Furthermore, who can use it? Only people who don't need it! Skedpal will be effective largely for people who initially know their own propensities and preferences, people who live by relatively regular weekly schedules, and therefore can input their pre-existing restrictions and requirements into Skedpal's A-I rather specifically at the outset.
And yet ... who knows these things? Is your life already predeterminedly specific? Mine's not! Do YOU know if you are more creative before lunch or after dinner? And will that be the case EVERY SINGLE DAY and FOREVER? Are you aware of whether you prefer meeting with people on weekdays or on weekends? Can you predict exactly how much time a given task will require, even before you start trying to perform that task? Then, after you've predicted, do you always stay within that estimate, or, more likely, do some things (duh!) run over-time regularly? Likewise, is it easy for you to identify the higher priority between (f.e.) yearly taxes or monthly accounting reports? Can you name right now all the upcoming tasks for this week, month, year, so that Skedpal can appoint them in advance? Or is it much more likely that at a last minute you will be assigned a task which you hardly have time to write down before it's due? In short, do you live a hierarchically planned life? In which case, go ahead, input it into Skedpal. Or are you simply unable to tell Skedpal just how various you are, like most of us?
Well, Skedpal needs you to be regular. I'm not. Some day, Skedpal's team may figure out how to accommodate creative, random, or non-rigorous lives, and they may decide to do so by means of something other than requiring that we be different people. But right now, it seems, if you aren't ALREADY a time-managing anal-retentive executive who has mastered "Who Moved My Seven Habits" and "The Eleven Cheeses of Highly Productive People" and "Rich and Grow Think", then you won't be able to START inputting your needs into Skedpal in order to benefit from USING Skedpal. Cart before horse, chicken and egg, types of problems. Good app for people who probably don't want or need it; yet, can't be used by people who might benefit from it.
Its purpose contradicts its use.

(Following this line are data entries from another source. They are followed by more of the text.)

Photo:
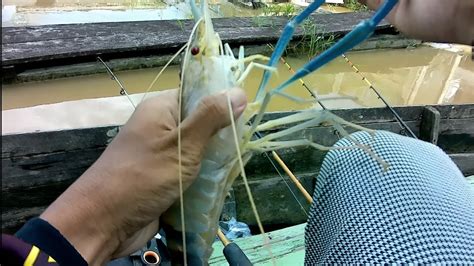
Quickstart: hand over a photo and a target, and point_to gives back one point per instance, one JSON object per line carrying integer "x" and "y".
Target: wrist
{"x": 83, "y": 224}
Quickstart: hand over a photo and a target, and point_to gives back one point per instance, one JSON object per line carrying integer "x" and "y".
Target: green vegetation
{"x": 286, "y": 10}
{"x": 180, "y": 24}
{"x": 355, "y": 5}
{"x": 313, "y": 41}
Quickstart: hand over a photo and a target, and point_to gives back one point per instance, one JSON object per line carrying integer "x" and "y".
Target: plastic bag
{"x": 234, "y": 229}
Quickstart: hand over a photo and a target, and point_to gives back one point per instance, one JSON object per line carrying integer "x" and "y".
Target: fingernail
{"x": 238, "y": 99}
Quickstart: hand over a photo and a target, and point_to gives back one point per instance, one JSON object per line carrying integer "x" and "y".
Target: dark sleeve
{"x": 16, "y": 252}
{"x": 36, "y": 239}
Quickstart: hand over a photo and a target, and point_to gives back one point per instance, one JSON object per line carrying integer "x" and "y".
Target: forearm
{"x": 433, "y": 20}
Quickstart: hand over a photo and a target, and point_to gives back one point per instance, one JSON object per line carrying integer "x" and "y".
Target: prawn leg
{"x": 249, "y": 68}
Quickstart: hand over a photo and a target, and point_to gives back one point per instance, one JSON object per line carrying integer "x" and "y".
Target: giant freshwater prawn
{"x": 210, "y": 67}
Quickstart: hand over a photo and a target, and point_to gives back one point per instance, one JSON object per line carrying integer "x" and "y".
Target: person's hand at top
{"x": 113, "y": 209}
{"x": 432, "y": 20}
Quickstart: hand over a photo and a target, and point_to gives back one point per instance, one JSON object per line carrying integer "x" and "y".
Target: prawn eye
{"x": 195, "y": 50}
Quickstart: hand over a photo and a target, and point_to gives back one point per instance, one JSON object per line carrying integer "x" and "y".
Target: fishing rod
{"x": 123, "y": 91}
{"x": 402, "y": 123}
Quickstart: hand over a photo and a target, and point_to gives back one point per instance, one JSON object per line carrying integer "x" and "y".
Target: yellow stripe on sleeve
{"x": 31, "y": 258}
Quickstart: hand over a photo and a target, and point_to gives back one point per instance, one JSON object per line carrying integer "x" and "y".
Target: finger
{"x": 211, "y": 115}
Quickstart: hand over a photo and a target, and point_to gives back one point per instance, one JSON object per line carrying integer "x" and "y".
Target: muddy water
{"x": 404, "y": 77}
{"x": 46, "y": 12}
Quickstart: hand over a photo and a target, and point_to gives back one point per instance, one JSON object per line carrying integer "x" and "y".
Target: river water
{"x": 418, "y": 76}
{"x": 45, "y": 12}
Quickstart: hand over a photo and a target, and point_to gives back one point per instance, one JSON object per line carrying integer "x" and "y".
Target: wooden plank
{"x": 287, "y": 245}
{"x": 83, "y": 42}
{"x": 429, "y": 128}
{"x": 35, "y": 169}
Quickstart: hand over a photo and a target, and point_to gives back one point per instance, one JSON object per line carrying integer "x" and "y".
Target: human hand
{"x": 432, "y": 20}
{"x": 113, "y": 209}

And the programming so far is inexcusably negligent. Zero stars.
SkedPal is a program that automatically optimizes your calendar on demand. It's used by people who put the vast majority of their tasks on their calendar as a scheduling assistant. It reaches into a user's calendar and re-juggles their tasks to achieve an optimal result whenever a particular command is given. Here are some other auto-schedulers.
Timeful was a standalone app before it was bought by Google in 2015 and some of its features can be found in Google Goals. It promised machine learning and AI-powered rescheduling. In late 2016, Todoist released a new feature called Smart Schedule which offers similar functionality.
By contrast, SkedPal gives the user practical ways to plan a schedule. It asks for information such as a task's priority, duration, start date, due date, project and time map in order to do its calculations. So far, IMHO, it appears to produce more consistent results than the approach taken by Timeful and Todoist, which rely more on factors outside the user's control, such as databases of all users' task history.
Programs like Sheldonize, TimeTo and Focuster appear to offer capabilities which are more aligned with SkedPal, where the user is given more control over the scheduling of future tasks.
I happen to be studying these apps on a Beta site I launched - Schedule U.
Francis Wade
Such an insightful review, I didn't know any of them. Thank you!